Nowhere to Hide
By Paul Proctor, July 22, 2008
I’ll never forget the day I downloaded the
very popular Google
Earth software onto my home computer and found stunningly clear and
close-up aerial photographs of significant places from my past – and a few
from the present. It was absolutely breathtaking to go from a satellite
view of the entire planet, as if staring at it from the surface of the
moon, down to an overhead view of the old house where I grew up.

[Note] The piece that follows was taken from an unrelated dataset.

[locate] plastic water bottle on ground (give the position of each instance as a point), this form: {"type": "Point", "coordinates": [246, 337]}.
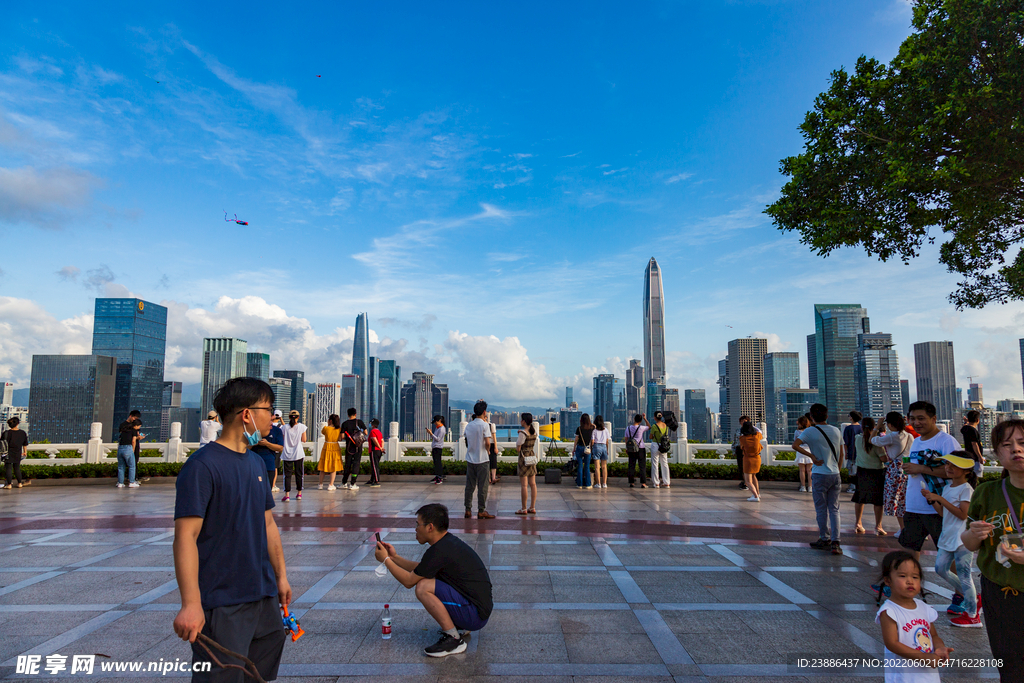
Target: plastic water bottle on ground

But my feelings of fascination turned a
little creepy when I clicked on the Google Earth feature called “Street
View” and suddenly saw that old corner house from the very road that ran
alongside it. And I was shocked to discover that I could easily navigate a
360-degree view of my old neighborhood with nothing more than a cursor and
a click. In fact, to see this, you don’t have to download any software,
just go to the website Google Maps and type in your address. Then
click on “Street View.”
Here I was, hundreds of miles away from
the old home place, sitting behind my desk in Tennessee, gazing into a
computer screen at the collapsing metal fence along which many of my now
deceased mother’s rose bushes used to grow back in Texas – and the front
porch where I used to sit beneath the shade of a big Silver Leaf Maple and
watch the cars go by. And, there in the front yard was another tree where
a bench-swing used to hang that I put up myself. With a few more clicks, I
could effortlessly move up or down the street either way and view three
sides of that old rundown residence and yard – each click inciting another
poignant memory and all the emotions that accompany a sentimental journey.

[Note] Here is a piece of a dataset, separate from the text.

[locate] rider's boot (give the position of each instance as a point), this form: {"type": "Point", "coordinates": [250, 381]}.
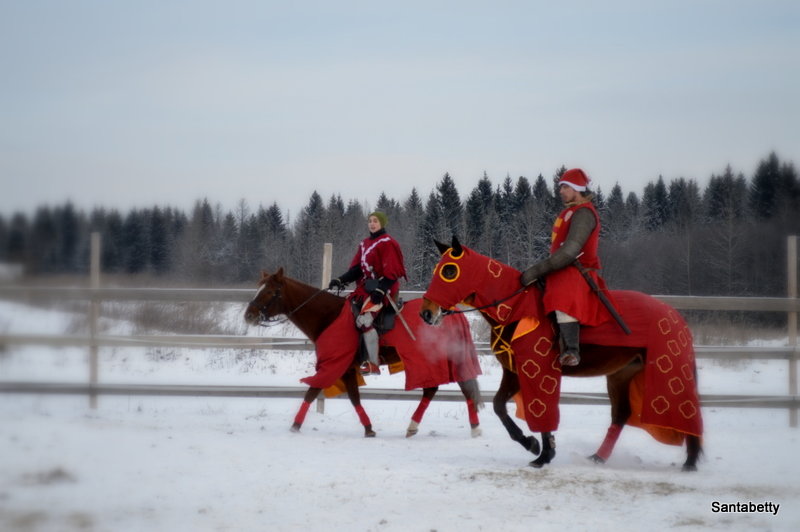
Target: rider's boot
{"type": "Point", "coordinates": [570, 341]}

After that I found the little house and
yard my family lived in the first four years of my life. That place is so
old it was abandoned and dilapidated by the time I was a teenager. Yet,
there it was, over a half-century later, on my computer screen, renovated
and occupied once again. It was like being in a time machine! I also
found, of all things, the cemetery where my parents are buried and could
even make out the small headstones marking their graves from the satellite
It seems our conspiratorial fears of a
coming surveillance society have been all but realized. It’s finally here,
isn’t it? Though the terrifying real-time surveillance displayed in Will
Smith’s 1998 film, Enemy of the State, looked cutting edge 10 years
ago, I’m sure, by today’s top-secret standards, it’s old school. I would
think the technological wonders demonstrated in that movie had to have
been obsolete back when it was filmed or it would never have made it to
the big screen for public consumption and scrutiny. Even so, the age old
rumor of military satellites being able to read a car’s license plate from
a satellite in space always seemed a little far-fetched to me.

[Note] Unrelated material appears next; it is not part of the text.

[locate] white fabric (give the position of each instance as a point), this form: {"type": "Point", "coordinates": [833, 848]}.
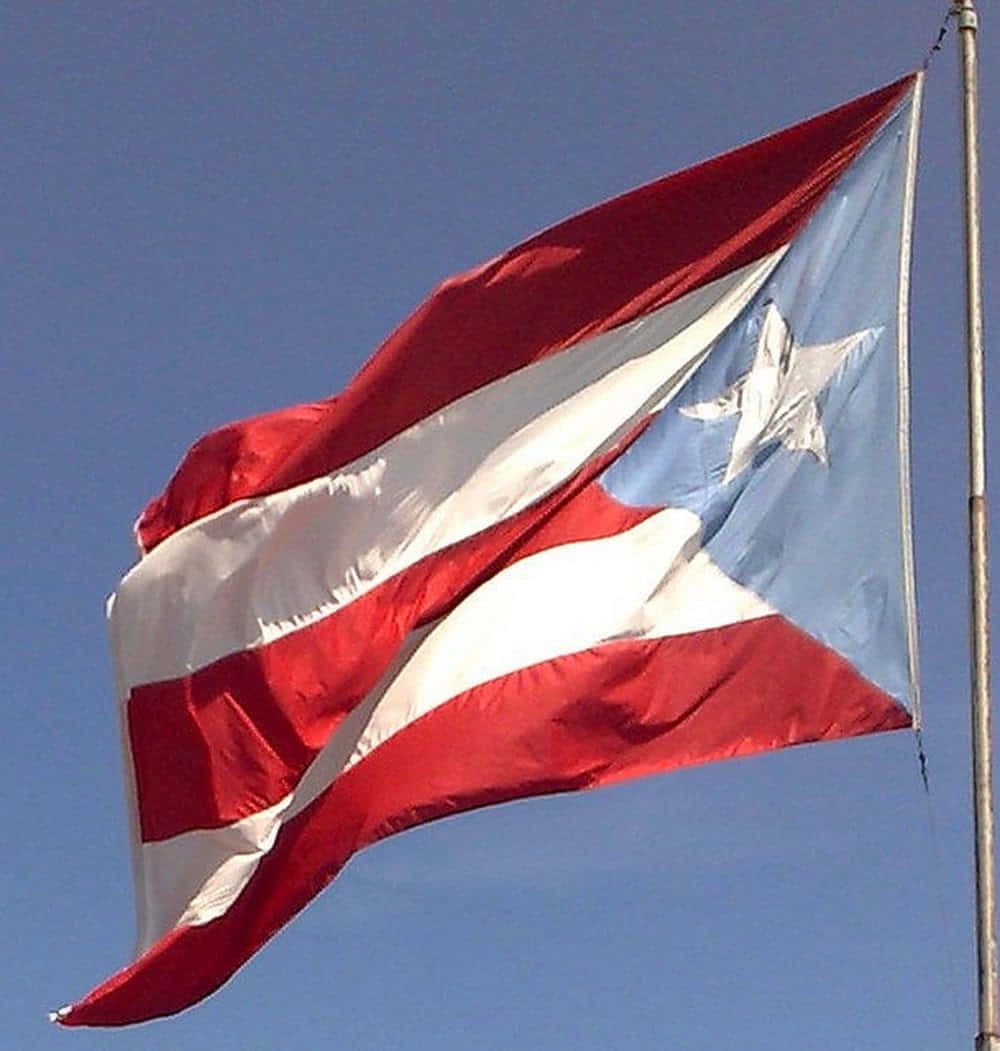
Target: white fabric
{"type": "Point", "coordinates": [262, 569]}
{"type": "Point", "coordinates": [556, 602]}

If I can sit here with my laptop and look
at the satellite image of a family headstone on the World Wide Web, Lord
only knows what government agencies can see and hear with their high tech
gear. I suppose if the public at large was privy to their latest greatest
technology we might all be looking for caves to hide in like Osama bin
Laden, just for a little privacy.
With cameras now hanging over every street
corner and parking lot – over every highway, byway, hallway and aisle way
– and in every gas station, grocery store, shopping mall, office complex,
government building, restaurant and recreational area we visit, it would
seem the only way to escape someone’s watchful eye is to move out into the
wilderness where there are no paved roads, automobiles, bicycles,
pedestrians or surveillance cameras.
But, unfortunately, “the middle of
nowhere” no longer exists.
You see, in my Google Earth search for
memorable places from my past, I found, out in the middle of nowhere,
a little trailer my dad bought back in the 60s that he had moved to a
wooded hillside overlooking a pond on a friend’s 8000 acre ranch in west
Texas where we used to hunt and fish when I was a kid – a rather remote
place miles from the nearest farm-to-market road where, even to this day,
there are no telephone lines, no paved roads or even an address to receive
Some of my fondest memories are of
paddling around that dammed-up desert canyon in a flat bottom boat with a
fishing pole. The only sign of civilization out there was an occasional
airplane or satellite quietly passing overhead – just tiny specs in the
Now, many of those tiny specs are watching
and recording whatever they see – some of which is now viewable on our
very own TV and computer screens at home, as if to constantly remind us,
there’s nowhere left to hide.
Even if we were invisible to the camera’s
lens, we’re easily tracked, day or night by, among other things, our cell
phone transmissions, our debit and credit card purchases, our ATM
withdrawals, and our automobile’s integrated GPS systems – all old
technology. Even when you pay cash for something at a little convenience
store, your image is, more often than not, recorded along with the items
you purchased and the exact time you purchased them by a mounted security
camera overhead. The cameras outside the store record your vehicle,
license number, the precise time you arrived and left and everyone that
was with you.
Does all this post 911 technology make you
feel any safer or any freer for that matter?
In time, I guess we’ll all be able to
appreciate the frustration and torment celebrities go through running from
the paparazzi. Famous or not, anyone with a simple cell phone camera can
snap your picture or record a short video of you and post it on the
Internet for all the world to see. And when Google Earth’s “Street View”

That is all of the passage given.